The bulk of the concert was taken up by a pair of Vivaldi sacred vocal works, the Stabat Mater to round out the first half and to finish the evening, the Gloria. The mostly dark, mostly lugubrious Stabat Mater — not exactly ideal fare for the famously easygoing, alfresco dining ambience of the Bowl — was nevertheless a grateful vehicle for the expressive, soothing, beautiful timbre of the English countertenor Tim Mead.

Mead was also featured in the uplifting Gloria, joined by a pair of contrasting sopranos, Sherezade Panthaki and Justine Aronson. At first, when paired, Aronson seemed to have a more lyrical timbre against Panthaki’s mezzo-like coloring, but a later solo showcase allowed Panthaki to display her full, luxuriously toned upper range. McGegan kept things moving with his usual pep; the Pacific Chorale handled the choral stretches admirably; and the sound system peculiarities heard on Tuesday were gone. (Thursday was the first of two McGegan dates this summer — the second being at the close of the season Sept. 14.)

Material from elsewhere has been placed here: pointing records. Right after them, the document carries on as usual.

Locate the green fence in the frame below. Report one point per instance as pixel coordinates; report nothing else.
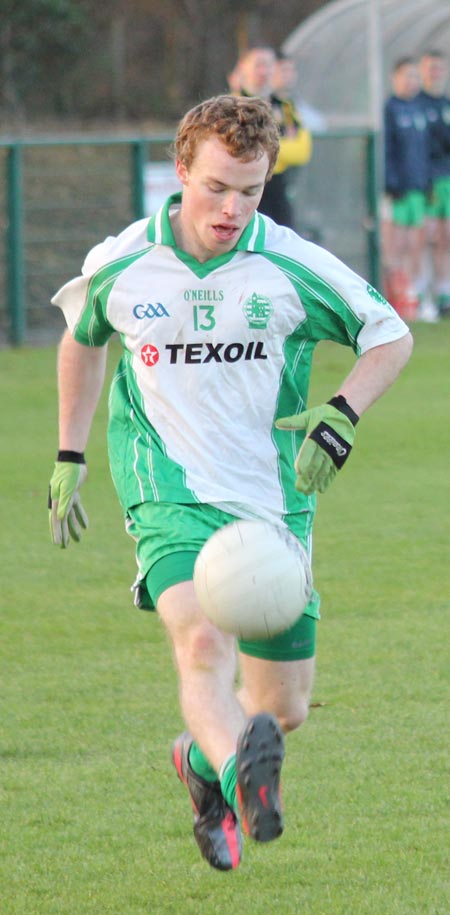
(58, 198)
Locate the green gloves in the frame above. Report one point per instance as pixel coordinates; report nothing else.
(330, 433)
(66, 513)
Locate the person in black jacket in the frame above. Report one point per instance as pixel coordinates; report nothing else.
(254, 76)
(434, 75)
(407, 183)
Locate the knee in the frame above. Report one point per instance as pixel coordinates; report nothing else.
(203, 646)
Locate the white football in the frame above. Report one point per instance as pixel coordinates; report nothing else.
(253, 579)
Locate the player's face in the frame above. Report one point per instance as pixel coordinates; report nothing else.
(257, 71)
(220, 195)
(434, 73)
(406, 81)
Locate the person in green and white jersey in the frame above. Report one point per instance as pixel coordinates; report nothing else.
(219, 311)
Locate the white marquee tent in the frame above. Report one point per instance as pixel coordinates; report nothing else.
(345, 52)
(344, 55)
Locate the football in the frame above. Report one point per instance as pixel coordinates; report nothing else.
(253, 579)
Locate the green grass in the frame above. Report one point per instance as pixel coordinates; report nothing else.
(94, 821)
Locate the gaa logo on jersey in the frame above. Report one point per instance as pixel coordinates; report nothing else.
(149, 354)
(150, 311)
(258, 310)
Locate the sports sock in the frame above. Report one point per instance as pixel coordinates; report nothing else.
(200, 764)
(228, 780)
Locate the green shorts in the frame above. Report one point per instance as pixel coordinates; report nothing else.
(439, 204)
(410, 210)
(168, 539)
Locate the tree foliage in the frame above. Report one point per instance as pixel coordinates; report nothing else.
(128, 59)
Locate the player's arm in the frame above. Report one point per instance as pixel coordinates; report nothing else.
(374, 372)
(81, 373)
(330, 428)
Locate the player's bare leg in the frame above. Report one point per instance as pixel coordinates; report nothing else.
(282, 688)
(206, 660)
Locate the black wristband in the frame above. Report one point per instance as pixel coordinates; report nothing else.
(332, 443)
(72, 457)
(341, 404)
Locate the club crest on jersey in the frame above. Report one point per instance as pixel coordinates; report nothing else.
(258, 310)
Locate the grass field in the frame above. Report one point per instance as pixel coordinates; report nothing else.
(94, 821)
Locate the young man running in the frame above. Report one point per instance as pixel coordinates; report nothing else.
(218, 310)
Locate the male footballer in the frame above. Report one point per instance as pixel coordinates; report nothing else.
(219, 310)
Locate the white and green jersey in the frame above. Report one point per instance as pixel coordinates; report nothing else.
(213, 354)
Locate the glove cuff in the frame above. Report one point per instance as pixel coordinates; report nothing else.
(340, 403)
(71, 457)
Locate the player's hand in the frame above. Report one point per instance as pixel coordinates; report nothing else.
(330, 433)
(66, 514)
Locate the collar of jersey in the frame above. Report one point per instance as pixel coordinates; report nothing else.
(160, 232)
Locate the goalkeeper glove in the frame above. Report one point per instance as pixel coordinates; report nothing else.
(66, 513)
(330, 433)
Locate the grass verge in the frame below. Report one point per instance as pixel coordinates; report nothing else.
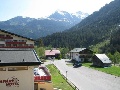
(57, 79)
(113, 70)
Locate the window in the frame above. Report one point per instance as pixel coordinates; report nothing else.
(17, 68)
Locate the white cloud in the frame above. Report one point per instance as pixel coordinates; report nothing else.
(41, 8)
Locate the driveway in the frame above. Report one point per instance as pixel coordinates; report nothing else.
(88, 79)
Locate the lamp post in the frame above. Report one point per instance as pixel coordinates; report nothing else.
(66, 75)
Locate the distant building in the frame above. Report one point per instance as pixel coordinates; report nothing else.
(17, 62)
(52, 53)
(81, 54)
(101, 60)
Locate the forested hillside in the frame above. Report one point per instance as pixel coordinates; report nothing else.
(41, 27)
(100, 26)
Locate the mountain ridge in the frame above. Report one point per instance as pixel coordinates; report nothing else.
(93, 29)
(36, 28)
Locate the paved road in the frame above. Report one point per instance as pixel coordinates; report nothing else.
(88, 79)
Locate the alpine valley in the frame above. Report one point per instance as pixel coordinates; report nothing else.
(41, 27)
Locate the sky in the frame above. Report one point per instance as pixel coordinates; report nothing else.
(43, 8)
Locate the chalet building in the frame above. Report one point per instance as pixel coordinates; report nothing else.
(52, 53)
(17, 62)
(101, 60)
(81, 54)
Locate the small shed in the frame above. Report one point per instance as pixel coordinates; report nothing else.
(101, 60)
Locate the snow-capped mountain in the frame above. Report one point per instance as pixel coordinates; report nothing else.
(36, 28)
(68, 17)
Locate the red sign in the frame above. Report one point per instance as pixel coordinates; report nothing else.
(11, 82)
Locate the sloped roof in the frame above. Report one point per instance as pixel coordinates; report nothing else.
(103, 58)
(19, 57)
(52, 52)
(77, 49)
(16, 34)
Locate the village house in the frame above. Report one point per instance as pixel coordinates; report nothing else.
(54, 53)
(17, 62)
(42, 79)
(81, 54)
(101, 60)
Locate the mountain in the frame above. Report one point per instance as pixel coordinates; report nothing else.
(97, 27)
(36, 28)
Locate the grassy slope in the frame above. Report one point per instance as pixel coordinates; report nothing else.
(113, 70)
(57, 79)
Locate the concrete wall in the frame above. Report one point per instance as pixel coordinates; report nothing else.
(17, 80)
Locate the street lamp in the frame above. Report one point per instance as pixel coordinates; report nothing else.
(66, 75)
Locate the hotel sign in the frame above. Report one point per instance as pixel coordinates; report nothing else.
(12, 81)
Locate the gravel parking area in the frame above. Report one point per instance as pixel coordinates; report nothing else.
(88, 79)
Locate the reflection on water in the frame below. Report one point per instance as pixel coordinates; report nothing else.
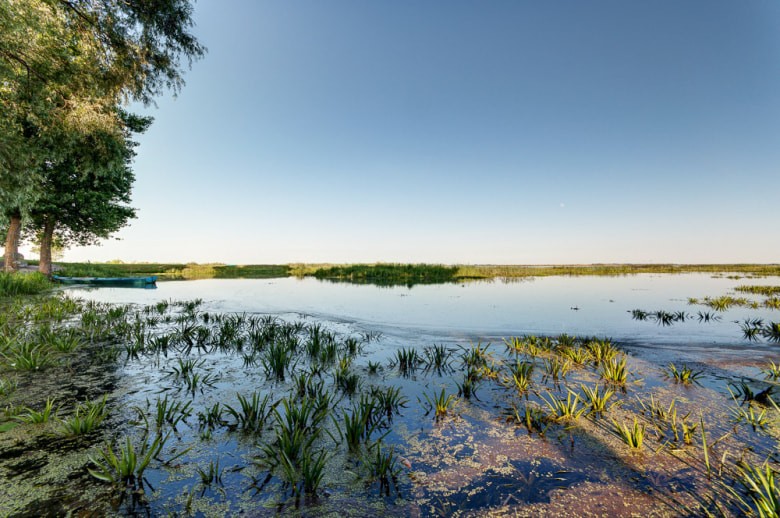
(485, 310)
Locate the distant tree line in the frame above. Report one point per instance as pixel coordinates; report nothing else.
(67, 70)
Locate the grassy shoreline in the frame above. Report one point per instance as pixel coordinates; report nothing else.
(394, 273)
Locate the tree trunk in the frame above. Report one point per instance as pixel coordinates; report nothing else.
(12, 242)
(44, 265)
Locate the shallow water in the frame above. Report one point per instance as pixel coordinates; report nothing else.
(584, 306)
(471, 460)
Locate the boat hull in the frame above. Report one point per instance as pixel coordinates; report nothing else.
(129, 282)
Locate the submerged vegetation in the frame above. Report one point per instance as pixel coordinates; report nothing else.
(390, 274)
(169, 408)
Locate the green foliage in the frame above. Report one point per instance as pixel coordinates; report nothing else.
(38, 417)
(683, 376)
(633, 436)
(615, 371)
(389, 274)
(761, 484)
(86, 418)
(563, 410)
(440, 403)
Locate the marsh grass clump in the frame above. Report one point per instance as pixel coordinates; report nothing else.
(752, 329)
(383, 468)
(437, 358)
(706, 316)
(86, 418)
(277, 359)
(761, 484)
(532, 417)
(389, 400)
(124, 468)
(250, 416)
(439, 403)
(602, 350)
(597, 400)
(771, 372)
(615, 371)
(684, 376)
(7, 386)
(563, 410)
(556, 368)
(578, 355)
(38, 417)
(633, 436)
(521, 376)
(406, 360)
(476, 357)
(771, 332)
(211, 475)
(26, 356)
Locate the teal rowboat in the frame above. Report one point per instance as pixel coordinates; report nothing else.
(128, 282)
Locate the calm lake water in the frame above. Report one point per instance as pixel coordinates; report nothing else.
(488, 311)
(496, 446)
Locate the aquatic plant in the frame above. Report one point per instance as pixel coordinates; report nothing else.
(28, 357)
(170, 412)
(126, 466)
(211, 475)
(476, 356)
(772, 372)
(437, 358)
(357, 425)
(772, 303)
(761, 484)
(684, 376)
(467, 388)
(706, 316)
(521, 373)
(353, 346)
(767, 291)
(752, 329)
(532, 417)
(276, 359)
(348, 382)
(556, 369)
(563, 410)
(772, 332)
(633, 436)
(578, 355)
(614, 371)
(212, 417)
(38, 417)
(597, 401)
(86, 418)
(312, 469)
(382, 467)
(601, 350)
(389, 400)
(663, 318)
(251, 414)
(440, 402)
(7, 387)
(406, 360)
(658, 411)
(755, 418)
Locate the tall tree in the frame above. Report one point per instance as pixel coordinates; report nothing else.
(64, 66)
(84, 196)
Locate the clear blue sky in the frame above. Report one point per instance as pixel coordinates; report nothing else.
(466, 132)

Incidentally, I recently listened to a 1960 aircheck of the Gloria from a departed old friend of the Philharmonic, Carlo Maria Giulini, leading the Royal Concertgebouw Orchestra of Amsterdam with Elisabeth Schwarzkopf, no less, as one of the vocalists. Everything is wrong by today’s period-performance standpoint, but so much else is right; the emotional and dramatic power that Giulini was able to extract from this score is staggering. Our understanding of Vivaldi has come a long way since, but I sometimes wonder whether something has been lost on the journey.